We'll find out tomorrow what the scheme looks like but if, as seems likely, the coalition has decided to swallow its ideological opposition to wage subsidies going to firms in order to encourage them to take on the young unemployed, then that is to be welcomed -- though it is scandalous that it's taken youth unemployment to reach 1 million to bring this about.

Now let's turn to how the nastier element of tomorrow's promised announcement: how it is to be paid for. Assuming the FT hasn't got it wrong, then the money will be found by the decision not to uprate tax-credits in line with inflation. Which is odd, iniquitous, and revealing all at the same time.

 

It's a bit odd because the Treasury has already banked the savings from freezing the working tax credit for the next three years. Which leaves the other big area of spending: child tax-credit. But here the coalition has sought to burnish their progressive credentials by announcing that they will over index the child element for the next few years (in an attempt to demonstrate some commitment to the child poverty target). Doubtless HM Treasury will have some wheeze up its sleeve for changing the indexing system for this child tax-credits - perhaps by uprating in line with earnings for this year, not inflation. But if this is the case they will face the charge they have broken with the spirit of the key spending commitment they have made on helping families with low-income children.

It's iniquitous because this will hit precisely those families who have already been on the end of the most severe squeeze of their lives. This April they already saw a major hit to support for childcare paid out via the tax credit system. This, along with other changes to tax-credits, mean that a single parent on £28k with two kids is losing £1,300 this year; or a couple with two kids on a joint income in the high £30ks is losing £2800 this year. And these cuts are a mere warm up for more than £1bn of further reductions to tax-credits that have already been announced and will commence in April 2012 - all of them targeted at the same families.

And let's not forget yesterday's news that median wages have plummeted 3.5% in real terms this year, far more for the low paid. So families whose wages are falling at a rapid rate, who have already been severely hit by April's budget cuts, and will be made poorer still in April 2012, are about to be told that they are first in line to take a cut to pay for a new programme.

Which is why this decision is also revealing. It demonstrates very clearly the knee-jerk response of ministers when pressed to find resources for a new funding pressure: take it from families getting tax-credits.

To be clear, I'm all for more action to deal with youth unemployment -- indeed, I suspect that I'd want something more ambitious than what is likely to be announced tomorrow. And that, of course, has got to be paid for. But not by low-to-middle income families.

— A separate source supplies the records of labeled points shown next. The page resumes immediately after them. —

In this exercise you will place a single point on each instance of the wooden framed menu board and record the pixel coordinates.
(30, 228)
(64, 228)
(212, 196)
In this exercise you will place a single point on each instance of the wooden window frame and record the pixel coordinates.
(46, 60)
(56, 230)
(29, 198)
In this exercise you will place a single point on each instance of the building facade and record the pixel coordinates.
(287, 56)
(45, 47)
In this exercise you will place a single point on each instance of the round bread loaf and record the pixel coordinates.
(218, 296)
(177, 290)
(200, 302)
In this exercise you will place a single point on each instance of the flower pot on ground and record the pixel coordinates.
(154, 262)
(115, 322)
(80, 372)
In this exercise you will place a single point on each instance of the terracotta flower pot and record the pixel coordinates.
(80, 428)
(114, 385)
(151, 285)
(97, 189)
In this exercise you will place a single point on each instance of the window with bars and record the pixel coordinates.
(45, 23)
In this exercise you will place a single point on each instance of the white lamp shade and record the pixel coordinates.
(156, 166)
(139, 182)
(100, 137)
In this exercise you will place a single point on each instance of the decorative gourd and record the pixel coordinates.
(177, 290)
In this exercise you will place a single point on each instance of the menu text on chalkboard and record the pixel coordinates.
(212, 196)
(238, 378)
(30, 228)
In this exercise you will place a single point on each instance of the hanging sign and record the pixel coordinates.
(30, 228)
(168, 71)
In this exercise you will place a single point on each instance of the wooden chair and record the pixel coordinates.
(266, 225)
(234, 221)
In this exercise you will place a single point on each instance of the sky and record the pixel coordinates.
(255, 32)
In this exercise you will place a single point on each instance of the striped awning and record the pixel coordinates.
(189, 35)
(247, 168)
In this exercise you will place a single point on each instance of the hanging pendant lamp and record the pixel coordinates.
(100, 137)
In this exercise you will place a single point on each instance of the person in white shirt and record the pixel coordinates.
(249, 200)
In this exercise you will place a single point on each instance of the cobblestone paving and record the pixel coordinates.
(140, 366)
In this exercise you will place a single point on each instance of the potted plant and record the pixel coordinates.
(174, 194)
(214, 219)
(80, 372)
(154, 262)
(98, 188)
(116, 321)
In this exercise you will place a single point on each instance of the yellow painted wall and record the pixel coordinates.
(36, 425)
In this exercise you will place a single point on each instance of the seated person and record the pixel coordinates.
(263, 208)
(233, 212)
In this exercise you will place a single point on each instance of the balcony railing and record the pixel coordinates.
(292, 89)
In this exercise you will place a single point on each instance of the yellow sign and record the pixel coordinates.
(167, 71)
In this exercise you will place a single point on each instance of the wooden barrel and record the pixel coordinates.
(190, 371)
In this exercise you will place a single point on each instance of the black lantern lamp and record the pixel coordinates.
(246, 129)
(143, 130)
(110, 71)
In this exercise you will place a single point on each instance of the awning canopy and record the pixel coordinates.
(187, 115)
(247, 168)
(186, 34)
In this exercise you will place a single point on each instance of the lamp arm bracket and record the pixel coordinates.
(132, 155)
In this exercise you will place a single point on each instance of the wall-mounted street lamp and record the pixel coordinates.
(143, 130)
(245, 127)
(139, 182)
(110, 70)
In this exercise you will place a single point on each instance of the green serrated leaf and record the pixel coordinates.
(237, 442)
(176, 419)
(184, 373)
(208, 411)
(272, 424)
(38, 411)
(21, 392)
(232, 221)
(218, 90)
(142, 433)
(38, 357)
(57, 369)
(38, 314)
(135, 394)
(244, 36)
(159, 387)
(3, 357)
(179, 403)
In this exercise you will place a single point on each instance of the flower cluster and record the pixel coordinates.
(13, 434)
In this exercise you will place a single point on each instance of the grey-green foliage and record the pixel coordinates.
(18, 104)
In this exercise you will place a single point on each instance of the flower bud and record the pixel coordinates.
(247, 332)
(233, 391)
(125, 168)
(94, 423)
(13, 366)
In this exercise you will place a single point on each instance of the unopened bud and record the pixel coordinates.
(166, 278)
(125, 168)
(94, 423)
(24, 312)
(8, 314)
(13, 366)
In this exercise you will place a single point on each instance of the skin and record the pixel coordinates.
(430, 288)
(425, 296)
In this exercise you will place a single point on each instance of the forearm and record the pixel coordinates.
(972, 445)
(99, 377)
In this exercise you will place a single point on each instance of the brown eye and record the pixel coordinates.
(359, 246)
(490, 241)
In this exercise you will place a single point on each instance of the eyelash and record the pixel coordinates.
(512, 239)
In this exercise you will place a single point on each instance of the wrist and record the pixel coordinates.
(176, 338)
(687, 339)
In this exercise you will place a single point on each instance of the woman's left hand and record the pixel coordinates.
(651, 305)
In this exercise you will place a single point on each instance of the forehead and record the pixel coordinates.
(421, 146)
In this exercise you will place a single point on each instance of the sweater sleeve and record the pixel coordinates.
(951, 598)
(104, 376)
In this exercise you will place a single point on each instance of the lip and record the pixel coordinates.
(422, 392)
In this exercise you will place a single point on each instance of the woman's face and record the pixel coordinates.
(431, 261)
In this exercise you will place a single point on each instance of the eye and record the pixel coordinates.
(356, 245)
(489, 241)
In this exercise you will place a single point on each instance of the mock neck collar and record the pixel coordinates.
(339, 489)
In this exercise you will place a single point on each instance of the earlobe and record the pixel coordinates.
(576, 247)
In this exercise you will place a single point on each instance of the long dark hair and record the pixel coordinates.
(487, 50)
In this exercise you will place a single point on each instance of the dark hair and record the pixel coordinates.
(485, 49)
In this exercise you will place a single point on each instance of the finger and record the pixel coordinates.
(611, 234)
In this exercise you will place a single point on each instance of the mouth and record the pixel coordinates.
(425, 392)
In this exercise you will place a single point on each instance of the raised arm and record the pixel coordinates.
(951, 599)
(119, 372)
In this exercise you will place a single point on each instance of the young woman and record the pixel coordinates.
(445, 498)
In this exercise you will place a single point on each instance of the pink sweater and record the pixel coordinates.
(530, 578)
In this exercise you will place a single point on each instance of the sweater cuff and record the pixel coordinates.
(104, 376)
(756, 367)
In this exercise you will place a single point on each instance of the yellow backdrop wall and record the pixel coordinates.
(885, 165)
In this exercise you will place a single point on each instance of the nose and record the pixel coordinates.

It's not as if there are no alternatives. Labour will pursue their line that this should be funded through a tax on bankers' bonuses - and for all its well rehearsed feel, this will still strike a chord with many. But if the coalition didn't want to turn to the City there are other principled alternatives. The £7bn-£8bn spent on higher rate pension tax relief? Or stopping affluent pensioners receiving winter fuel allowance?

If this goes ahead, then don't let anyone say there was no alternative. Youth unemployment could be tackled without a further unnecessary squeeze on low-to-middle income Britain.

 

Gavin Kelly is a former adviser to Downing Street and the Treasury. He tweets @GavinJKelly1.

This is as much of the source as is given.